Many rivers and streams will dry up, and wildlife that depends on them will be devastated. “A large number of Prairie aquatic species are at risk of extirpation,” the review said.
Byrne, who was one of the lead authors of the study, says the Prairies will eventually turn into an arid tropical zone like Arizona, especially in summertime, with near-desert conditions in some areas. “Overall, the biggest concern is we’re going to see a big increase in variability (of the Prairie climate),” he says.
River flows in the three Prairie provinces are already down substantially. A severe drought in 2001 and 2002 caused an estimated $5.8-billion drop in Canada’s gross domestic product and 41,000 lost jobs, mostly in the Prairies. A study commissioned for Agriculture and Agri-Food Canada tied it to climate change and called for better preparedness to counter “the increasing threat of drought risk."

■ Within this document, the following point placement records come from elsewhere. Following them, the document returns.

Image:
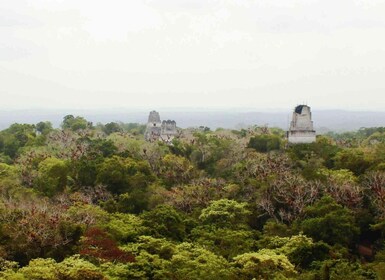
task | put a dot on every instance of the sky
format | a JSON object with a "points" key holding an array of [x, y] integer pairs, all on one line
{"points": [[262, 54]]}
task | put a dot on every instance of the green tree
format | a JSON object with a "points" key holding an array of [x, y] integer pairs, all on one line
{"points": [[52, 176], [165, 221], [264, 264], [226, 213], [265, 143], [75, 123], [329, 222]]}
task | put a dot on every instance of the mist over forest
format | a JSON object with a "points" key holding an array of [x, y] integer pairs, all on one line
{"points": [[324, 120]]}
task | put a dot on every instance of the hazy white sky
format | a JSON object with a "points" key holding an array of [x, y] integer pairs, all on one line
{"points": [[198, 53]]}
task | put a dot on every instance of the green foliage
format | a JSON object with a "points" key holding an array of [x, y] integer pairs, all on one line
{"points": [[129, 178], [175, 170], [263, 264], [225, 242], [111, 128], [191, 262], [52, 176], [201, 199], [125, 227], [165, 221], [265, 143], [330, 222], [75, 123], [341, 270], [226, 213], [300, 249], [352, 159]]}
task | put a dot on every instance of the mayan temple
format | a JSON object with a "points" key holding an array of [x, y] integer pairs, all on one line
{"points": [[159, 130], [301, 127]]}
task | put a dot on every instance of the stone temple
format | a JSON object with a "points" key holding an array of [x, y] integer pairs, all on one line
{"points": [[301, 127], [160, 130]]}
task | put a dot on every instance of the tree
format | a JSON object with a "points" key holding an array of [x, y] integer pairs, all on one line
{"points": [[352, 159], [111, 128], [44, 127], [265, 143], [75, 123], [165, 221], [264, 264], [226, 213], [175, 170], [96, 243], [329, 222], [52, 176], [122, 175], [191, 262]]}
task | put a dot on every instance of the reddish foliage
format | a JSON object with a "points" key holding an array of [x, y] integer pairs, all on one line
{"points": [[97, 244]]}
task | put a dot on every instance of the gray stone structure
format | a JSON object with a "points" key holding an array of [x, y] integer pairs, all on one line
{"points": [[301, 127], [156, 130], [154, 127]]}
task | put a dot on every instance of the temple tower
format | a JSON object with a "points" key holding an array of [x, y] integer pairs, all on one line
{"points": [[154, 127], [160, 130], [301, 127]]}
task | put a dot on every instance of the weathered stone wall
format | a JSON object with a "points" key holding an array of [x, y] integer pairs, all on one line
{"points": [[301, 127], [156, 130]]}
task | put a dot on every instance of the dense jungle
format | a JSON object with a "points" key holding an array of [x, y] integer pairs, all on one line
{"points": [[96, 201]]}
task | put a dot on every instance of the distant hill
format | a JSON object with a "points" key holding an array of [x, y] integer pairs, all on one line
{"points": [[324, 120]]}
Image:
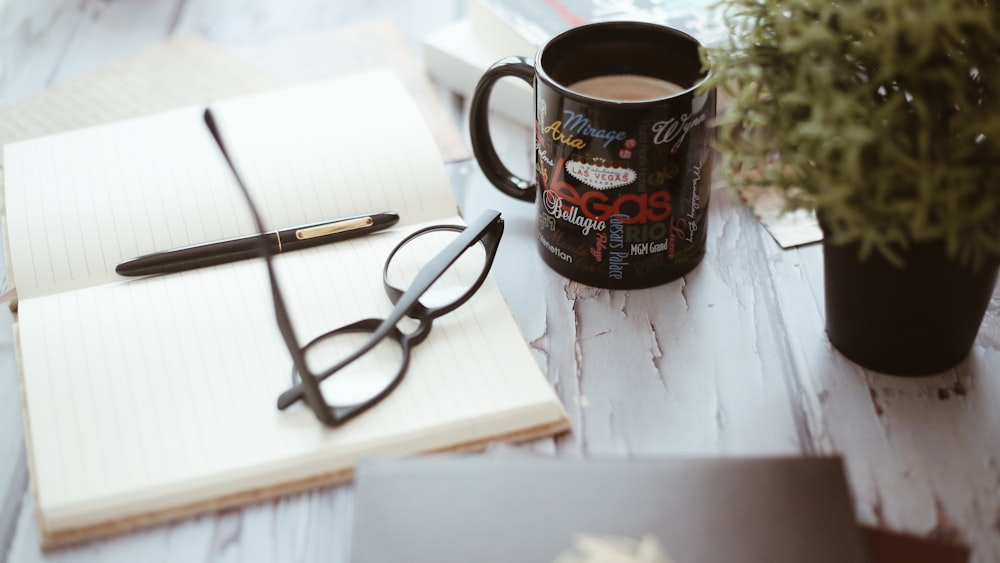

One of the key unanswered questions is the fate of the massive Columbia Icefield straddling the Alberta and B.C. border. This 365-metre-thick chain of glaciers is the largest mass of ice and snow in the Rockies and helps feed a watershed that spans the central and northern Prairies.
But this icefield is also retreating. One of its main components, the Saskatchewan Glacier, which is the primary water source for the North Saskatchewan River, has retreated 1.4 kilometres in the last 100 years. Another component, the Athabaska Glacier, has lost half its volume.
Low river flow in the late summer will have significant implications for wildlife in the watershed, says Kienzle. “It will put more stress on the ecosystem and on all species that depend on the rivers.”

LOW FLOW

Climate change is already affecting rivers in the Canadian Prairies. Summer river flows are 20 to 84 per cent lower than 100 years ago, according to a 2006 study coauthored by University of Alberta biologist David Schindler, which appeared in the Proceedings of the National Academy of Sciences.
“We were shocked by how extreme the changes in river flows had been,” a profile of Schindler in the journal quoted him saying. He added that the decline of Canada’s freshwater “might be the largest crisis facing that nation in the upcoming century,” the article said.